Praying for God's justice is very different from persevering in a political position

This is my second post in a series of responses to a Lenten study posted by the Office of Public Witness of the PCUSA. The study is written by Blair Moorhead. You can download it here.

Moorhead begins the week 2 study with Luke's story of the widow who continually pesters a judge until he grants her justice. Jesus is telling the story. He is illustrating God's responsive to his chosen ones who cry out to him day and night. "God will quickly grant justice to them," he says. Moorhead rightly relates prayer as an "active, unrelenting force for justice," but then moves completely away from prayer throughout the devotional entries for the rest of the week. Instead she makes a connection not in the scriptural text--that God calls us to persevere in political action as an act of prayer. Her point is true enough but does not flow out of the text. Where Moorhead goes is to human action from a passage that is about human beings calling for God's intervention on their behalf. Might the church sometimes be the conduit through which God brings justice to someone who is crying out? Certainly! But within the devided context of our denomination (the PCUSA) the interpretation raises a number of problems because we do not agree on the nature of justice or its source.


"Who are the unjust judges in your community? Who are the widows?" Moorehead asks. We do not have agreement and so any "prayer in action" that seeks a particular political outcome creates division. For example, I would name those who counsel a woman that she has a "right" to decide to abort her child as unjust judges. Their counsel does not reflect the justice in the pages of scripture where the weakest--and who is more weak than a baby in the womb?--are the ones most vigorously defended by God and by God's people. And widows? Who is more a widow than an unmarried pregnant woman when the father of the child abandons her and her parents put her out of her home and the only counsel from her friends is that she should violently kill her child by abortion? Justice in action would be extending nurture, care, and love to both woman and child and walking alongside her through pregnancy, birth, and lifetime of the baby that God has created in her womb and whose nurture and care he has entrusted to her.

Moorhead says that "Disturbing governments" is part of our "DNA as Presbyaterians" and notes our heritage of "speaking truth to power". The problem that has plagued us for decades, however, is that we do not have agreement about what is truth.

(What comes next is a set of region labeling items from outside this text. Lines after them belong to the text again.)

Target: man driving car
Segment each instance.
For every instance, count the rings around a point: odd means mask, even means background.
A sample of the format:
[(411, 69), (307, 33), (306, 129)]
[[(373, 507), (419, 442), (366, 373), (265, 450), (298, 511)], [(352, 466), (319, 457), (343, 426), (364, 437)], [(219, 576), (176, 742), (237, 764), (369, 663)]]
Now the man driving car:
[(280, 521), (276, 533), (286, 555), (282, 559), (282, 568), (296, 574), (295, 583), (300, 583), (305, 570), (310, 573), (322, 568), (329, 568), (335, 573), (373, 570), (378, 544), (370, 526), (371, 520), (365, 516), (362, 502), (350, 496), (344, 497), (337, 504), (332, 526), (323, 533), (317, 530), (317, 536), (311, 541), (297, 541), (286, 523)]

While some study God's word to find the truth and rely on prayer in order to be led by the Holy Spirit into all truth, others look to polls or books or experts and try to find the current voice of the culture. Moorhead says, "Our Gospel tells us to keep coming continually to the lawmakers and to keep up the faith through witness." I would put it another way. Our Gospel tells us to keep coming to God through Jesus Christ and to keep giving witness about Jesus to the world. Our Gospel leads us to extend loving and sacrificial care to those in need from our own resources, not to set up a tax enforced by the government.

I can join wholeheartedly with Moorhead's prayer this week, however, and I invite you to pray with both of us:
Steadfast God of Creation,Who asks that I pray without ceasing,I pray that I might take my prayers into the world as the widow did. That I might bring the witness of your unfailing love into the halls of power.That I might take your spirit of peace into a world of turmoil.
Thank you for your care of this worldAnd for your unfailing justice.May I continue to disturb injustice where it lies,Encouraged by your ever-present spirit.